The 18th US-China Human Rights Dialogue was held in Kunming, capital of China’s Yunnan Province, over July 30-31, with Washington especially raising the situation in Tibet and Xinjiang. The US delegation, led by Acting Assistant Secretary of State for Democracy, Human Rights and Labor Uzra Zeya, told the Chinese government that policies that “stifle dissent and tighten controls” in Tibet are “counterproductive” and urged reengagement in substantive dialogue with the Dalai Lama without preconditions.
A press briefing from the US Embassy in Beijing quoted Zeya as saying, “We also expressed deep concern about China’s stepped-up attempts to silence dissent and tighten controls over Tibetans and Uighurs, emphasizing that policies ostensibly designed to maintain stability are counterproductive when they deny Chinese citizens their universal human rights and fundamental freedoms.”
Zeya has said the US side also raised specific cases of individuals who are imprisoned, detained or under house arrest, including Chinese activists Xu Zhiyong, Gao Zhisheng and Ni Yulan; several Tibetan, Uighur, and Mongolian activists; as well as Nobel Peace laureate Liu Xiaobo and his wife. Zeya said the Americans were able to get some information on these cases but did not reveal details.
Zeya’s team had also called into question the pattern of arrests and extralegal detentions of China’s public interest lawyers, internet activists, journalists, religious leaders and others who had challenged official policies and actions in China. “We know that such actions are contrary to China’s international obligation and indeed in most cases China’s own laws and constitution,” AP Aug 2 quoted Zeya as saying.
It was not clear what the response was from the Chinese side, which was led by Li Junhua, director-general of the Foreign Ministry’s Department of International Organizations and Conferences and a former ambassador to Myanmar.
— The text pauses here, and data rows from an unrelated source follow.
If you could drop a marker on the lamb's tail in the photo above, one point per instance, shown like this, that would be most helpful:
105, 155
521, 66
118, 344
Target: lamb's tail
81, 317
The AP report quoted Zeya as saying the dialogue “overall fell short of our expectations.”
Earlier, China’s official China Daily newspaper Jul 30 indicated that Beijing would deliver a robust rebuff to any US criticism during the dialogue. It noted that the issue of human rights was also mentioned at the 5th US-China Strategic and Economic Dialogue held in Washington earlier in the month. It added that in his concluding remarks, US Deputy Secretary of State William Burns said the US had expressed its concerns about human rights in China, mentioning incidents in the Tibet and Xinjiang Uygur autonomous regions. And it then emphasized, “The Chinese State Councilor Yang Jiechi retorted that people in various regions in China – including Xinjiang and Tibet – were “enjoying unprecedented freedoms and human rights”.
The report further quoted Yang as having said, “We hope the US side will view China’s economic and social development in an objective way, and we hope the US will improve its own human rights situation on the basis of mutual respect and non-intervention in each other’s internal affairs.”
The report said the two countries started their human rights dialogue in 1990, and that the talks were suspended from 2002 to 2008 after the US decided to introduce a human rights motion related to China at a session of the United Nations Commission on Human Rights (now UN Human Rights Council). To China such an action by the US destroyed the foundation for dialogue.
An editorial posted on a news website run by the information office of China’s State Council, or cabinet, during the US-China Human Rights Dialogue predicted no substantial progress from the dialogue and no change in the status quo, noted the AP report. It quoted the editorial as saying, “A real human rights dialogue should be based on mutual trust and respect, and only such human rights dialogues would be meaningful and effective.”